One CSV from your cloud provider's billing console. We send a 1-page guide your team can follow in 10 minutes. No IAM role to set up, no API access to grant.

We sign the NDA, then investigate

Mutual NDA before you share anything. We run our open-source tool on the CSV locally — your billing data never touches our servers. We write the report.

We deliver in 48 hours

PDF report by email + a 30-minute walkthrough call. Your engineering team is welcome to join. You decide what to do with the recommendations; we don't push.

Why this isn't a SaaS

We send a person, not a subscription.

MatrixGard

Typical FinOps SaaS

We never see your cloud account

Demands a cross-account admin role

Your billing data stays on your machine

Ingests your billing into their cloud

You get a written report

You get a dashboard and figure it out

Free first audit, no contract

Annual contract, often a percent of your cloud spend

Trust

Things we offer in writing, not just on a slide.

Open source, auditable

Every line of code is on GitHub under AGPL-3.0. Your security team can read the validator, fork it, vendor it.

NDA before any data

Standard mutual NDA, two pages, lawyer-light. Redlines welcome. Or work from your standard paper.

Read-only by construction

The tool is wired to refuse anything that mutates your cloud — verified by 1,000+ tests in the open-source repo.

48-hour written turnaround

Most reports go out within 36 hours of receiving the CSV. We commit to 48 hours; we don't dragnet.

FAQ

What finance & security teams ask first.

What data do you actually need from us?+

One billing CSV exported from your cloud provider's billing console — AWS Cost & Usage Report or GCP BigQuery billing export. That's it. No IAM credentials, no API tokens, no admin role.

Will you have access to our cloud accounts?+

No. The tool is designed to never touch your cloud. It reads the CSV you exported, runs locally on a laptop on our side, and produces the report. The only data leaving your environment is the prompts our analysis sends to Anthropic's API — never the raw CSV.

How is our billing data protected?+

Mutual NDA before any data is shared. The CSV stays on a single laptop, gets analyzed, and is deleted within 7 days of report delivery. We don't store your billing data, we don't run analytics on it, we don't have a database where it lives.

What if our security team needs to review the tool?+

The whole tool is open source on GitHub under AGPL-3.0. Your security team can read every line, fork it, run it themselves, or refuse the engagement after review. We've built it to pass that review on purpose.

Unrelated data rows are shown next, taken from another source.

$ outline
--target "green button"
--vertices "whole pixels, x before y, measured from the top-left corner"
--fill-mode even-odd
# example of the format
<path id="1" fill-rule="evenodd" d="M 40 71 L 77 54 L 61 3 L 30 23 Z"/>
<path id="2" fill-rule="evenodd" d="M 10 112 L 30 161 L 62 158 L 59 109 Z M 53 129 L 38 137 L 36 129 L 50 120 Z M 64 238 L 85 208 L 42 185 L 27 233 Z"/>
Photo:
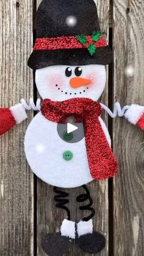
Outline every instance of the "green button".
<path id="1" fill-rule="evenodd" d="M 71 160 L 73 157 L 73 153 L 70 150 L 66 150 L 63 153 L 63 158 L 66 161 Z"/>
<path id="2" fill-rule="evenodd" d="M 70 141 L 73 139 L 73 133 L 67 133 L 67 131 L 65 131 L 63 133 L 63 139 L 66 141 Z"/>

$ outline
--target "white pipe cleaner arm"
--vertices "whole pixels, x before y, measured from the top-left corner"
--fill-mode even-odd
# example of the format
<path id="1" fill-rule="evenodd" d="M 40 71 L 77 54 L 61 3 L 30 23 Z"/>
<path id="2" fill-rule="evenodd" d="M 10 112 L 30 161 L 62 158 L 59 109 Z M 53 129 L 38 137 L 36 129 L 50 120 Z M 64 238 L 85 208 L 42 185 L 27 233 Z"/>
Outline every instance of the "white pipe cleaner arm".
<path id="1" fill-rule="evenodd" d="M 117 117 L 123 117 L 124 115 L 125 112 L 129 109 L 130 106 L 124 106 L 122 109 L 119 102 L 116 102 L 114 104 L 113 112 L 106 105 L 101 103 L 103 109 L 104 109 L 107 114 L 112 117 L 115 118 Z"/>
<path id="2" fill-rule="evenodd" d="M 144 130 L 144 106 L 132 104 L 131 106 L 124 106 L 121 109 L 120 103 L 116 102 L 112 112 L 104 104 L 101 103 L 101 105 L 112 118 L 124 116 L 130 123 L 138 125 Z"/>

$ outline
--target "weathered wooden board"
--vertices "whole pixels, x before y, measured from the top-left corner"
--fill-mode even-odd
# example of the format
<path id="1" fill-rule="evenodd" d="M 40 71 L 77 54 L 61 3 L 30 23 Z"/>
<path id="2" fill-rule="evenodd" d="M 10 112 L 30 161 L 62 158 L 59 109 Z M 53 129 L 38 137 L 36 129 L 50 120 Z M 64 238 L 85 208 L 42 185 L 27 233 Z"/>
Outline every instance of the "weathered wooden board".
<path id="1" fill-rule="evenodd" d="M 41 1 L 37 0 L 37 6 Z M 101 28 L 109 37 L 109 9 L 108 0 L 96 1 L 99 16 L 100 18 Z M 104 93 L 101 102 L 107 104 L 107 87 Z M 94 225 L 96 230 L 102 232 L 106 238 L 107 244 L 104 250 L 98 255 L 108 255 L 108 183 L 107 181 L 93 181 L 88 184 L 91 196 L 93 199 L 93 207 L 96 211 L 94 218 Z M 43 235 L 49 232 L 56 232 L 59 230 L 62 221 L 67 218 L 65 212 L 57 210 L 55 207 L 53 199 L 53 188 L 37 180 L 37 255 L 46 255 L 43 251 L 40 241 Z M 76 196 L 84 192 L 82 188 L 73 189 L 62 189 L 70 194 L 70 203 L 68 205 L 71 210 L 71 219 L 73 221 L 82 218 L 84 213 L 79 210 L 79 204 L 76 202 Z M 72 245 L 67 253 L 68 255 L 85 255 L 76 246 Z M 88 254 L 87 254 L 88 255 Z"/>
<path id="2" fill-rule="evenodd" d="M 114 0 L 113 21 L 113 101 L 143 106 L 143 1 Z M 132 73 L 134 68 L 131 77 L 126 70 L 129 66 Z M 143 131 L 123 118 L 113 121 L 120 167 L 113 181 L 115 256 L 144 255 L 143 139 Z"/>
<path id="3" fill-rule="evenodd" d="M 27 67 L 32 49 L 32 1 L 0 1 L 0 105 L 32 96 Z M 30 116 L 31 115 L 31 116 Z M 0 255 L 34 255 L 33 175 L 23 141 L 27 120 L 0 138 Z"/>

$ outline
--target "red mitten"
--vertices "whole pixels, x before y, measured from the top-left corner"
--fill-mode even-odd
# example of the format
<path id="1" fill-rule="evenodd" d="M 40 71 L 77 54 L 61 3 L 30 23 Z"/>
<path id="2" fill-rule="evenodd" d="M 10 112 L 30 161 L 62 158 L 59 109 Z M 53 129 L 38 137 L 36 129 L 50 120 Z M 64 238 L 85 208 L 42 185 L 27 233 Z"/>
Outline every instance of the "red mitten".
<path id="1" fill-rule="evenodd" d="M 126 111 L 124 117 L 130 123 L 138 125 L 144 130 L 144 107 L 132 104 Z"/>
<path id="2" fill-rule="evenodd" d="M 22 105 L 19 103 L 10 108 L 0 109 L 0 135 L 9 131 L 16 123 L 20 123 L 27 118 Z"/>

Do we sign a long-term contract?+

No. The first audit is free with NDA only. If you want a follow-up engagement, we work on a fixed-fee per-audit basis — no annual contract, no percent-of-spend SaaS subscription.

What's the cost?+

First audit is free. Follow-up audits are fixed-fee starting at ₹50,000 / $600 per investigation, billed only after delivery. Larger engagements (multiple accounts, monthly cadence, custom report formats) are scoped separately.

What if you can't find anything material?+

Then we tell you that, in writing, with the methodology we used. "Your bill went up because legitimate usage went up" is a valid finding and it'll be in the report. We don't fabricate problems to justify the engagement.

How is this different from our existing FinOps tool?+

Existing FinOps SaaS is built to run continuously on dashboards. We're built to investigate one specific cost spike or one specific question, in 48 hours, and hand you a written answer. Both can coexist; we sit at a different point in the workflow.

What's MatrixGard's relationship to Ghost-hunter?+

Ghost-hunter is the open-source tool we built to do this work. MatrixGard is the company that runs the audit and writes the report using it. The tool is free for anyone — the report and the engineering judgment are what you're hiring us for.